According to the records, it is recognized that the registered trademark of this case by the claimant was registered on March 3, 1972, which was at the time of enforcement of the former Trademark Act (Act No. 1295, Mar. 5, 1963), and the trademark was amended by Act No. 3326, Dec. 31, 1980, and the renewal of the registration for September 13, 1982 is made upon the expiration of the duration of the trademark right pursuant to the amended Act. Meanwhile, Article 5 of the Addenda of the above amended Act provides that "if the duration of the trademark is registered before this Act enters into force and is renewed by this Act, the registered trademark shall be deemed to have been registered by this Act." Accordingly, the registered trademark of this case shall have the effect pursuant to the above amended Act, and therefore, in the lawsuit of this case seeking confirmation of the scope of the right to the trademark, it shall be applied to the previous amended Act as a matter of course at the time of registration.

2. On the second and third grounds:

A request for confirmation of the scope of a trademark right under Article 43(1)3 of the Trademark Act is not simply for the purpose of confirming the technical scope of the trademark itself, but also for the purpose of confirming whether the trademark has the effect of the registered trademark right in a relation with the other party's used trademark at a specific point based on its technical scope.
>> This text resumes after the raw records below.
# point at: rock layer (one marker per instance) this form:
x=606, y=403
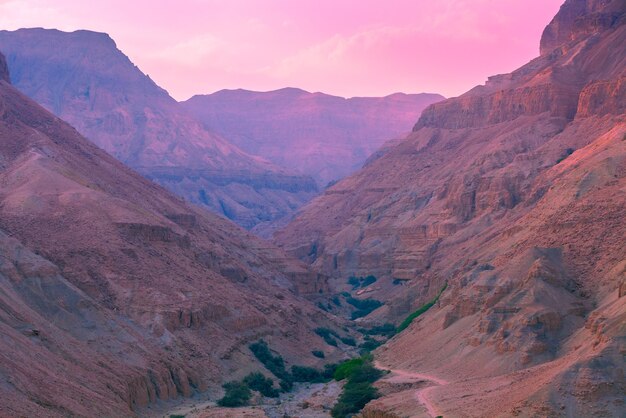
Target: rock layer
x=316, y=134
x=83, y=78
x=513, y=194
x=114, y=293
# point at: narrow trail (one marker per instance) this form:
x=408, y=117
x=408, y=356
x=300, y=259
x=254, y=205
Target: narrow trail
x=422, y=394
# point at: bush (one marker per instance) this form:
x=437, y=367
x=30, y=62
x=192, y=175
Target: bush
x=358, y=391
x=329, y=371
x=387, y=330
x=357, y=282
x=345, y=369
x=375, y=413
x=264, y=385
x=306, y=374
x=318, y=353
x=237, y=394
x=327, y=334
x=369, y=344
x=348, y=341
x=421, y=310
x=364, y=307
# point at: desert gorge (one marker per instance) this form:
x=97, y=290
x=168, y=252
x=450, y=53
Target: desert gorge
x=252, y=251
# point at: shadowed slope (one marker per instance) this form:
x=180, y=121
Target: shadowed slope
x=113, y=292
x=514, y=194
x=83, y=78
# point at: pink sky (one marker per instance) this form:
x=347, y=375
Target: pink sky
x=343, y=47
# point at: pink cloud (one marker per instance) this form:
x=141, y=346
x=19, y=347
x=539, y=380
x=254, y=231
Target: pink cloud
x=349, y=47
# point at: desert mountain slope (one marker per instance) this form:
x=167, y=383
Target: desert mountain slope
x=316, y=134
x=83, y=78
x=514, y=194
x=114, y=293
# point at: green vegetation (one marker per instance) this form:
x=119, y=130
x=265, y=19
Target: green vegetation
x=387, y=330
x=364, y=306
x=237, y=394
x=376, y=414
x=358, y=390
x=420, y=310
x=318, y=353
x=369, y=345
x=264, y=385
x=327, y=334
x=307, y=374
x=346, y=368
x=274, y=364
x=361, y=282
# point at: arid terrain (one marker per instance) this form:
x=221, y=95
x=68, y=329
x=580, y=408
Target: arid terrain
x=473, y=268
x=326, y=137
x=116, y=294
x=514, y=195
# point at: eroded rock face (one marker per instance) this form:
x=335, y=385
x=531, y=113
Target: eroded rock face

Thus, if the other party's used trademark falls under a trademark with no effect of the trademark right under any subparagraph of Article 26 of the Trademark Act, it shall not be deemed to fall under the scope of the right of the registered trademark (see Supreme Court Decision 76Da1721 delivered on May 10, 197; Supreme Court Decision 80Da548 delivered on March 10, 1981; 82Hu24 delivered on October 26, 1982, etc.). Meanwhile, Article 26 subparag. 2 of the Trademark Act provides that the trademark right does not have the effect of the registered trademark right in a common way indicating the designated goods identical or similar to the registered trademark's designated goods.

According to the reasoning of the original decision, the court below determined that the trademark right of the above registered trademark could not have a right to the above mark of the respondent under Article 26 of the Trademark Act, since the "Maman-gu", a part of the trademark of this case, which is the essential part of the trademark of this case, is recognized as a specific oriental medicine room, such as the "Secheon Security only" among the "Secheon Security Order," which is a used mark, which is the used mark of this case, which is the only part of the registered trademark of this case, and therefore, the trademark right of the above registered trademark can not have a right to the above mark of the respondent pursuant to Article 26 of the Trademark Act. In light of the records, in light of the above fact-finding and decision of the court below, it is reasonable in light of the legal principles as mentioned above, and it cannot be found that there was an error of law

3. Therefore, the appeal shall be dismissed, and all costs of appeal shall be assessed against the losing party. It is so decided as per Disposition by the assent of all participating judges.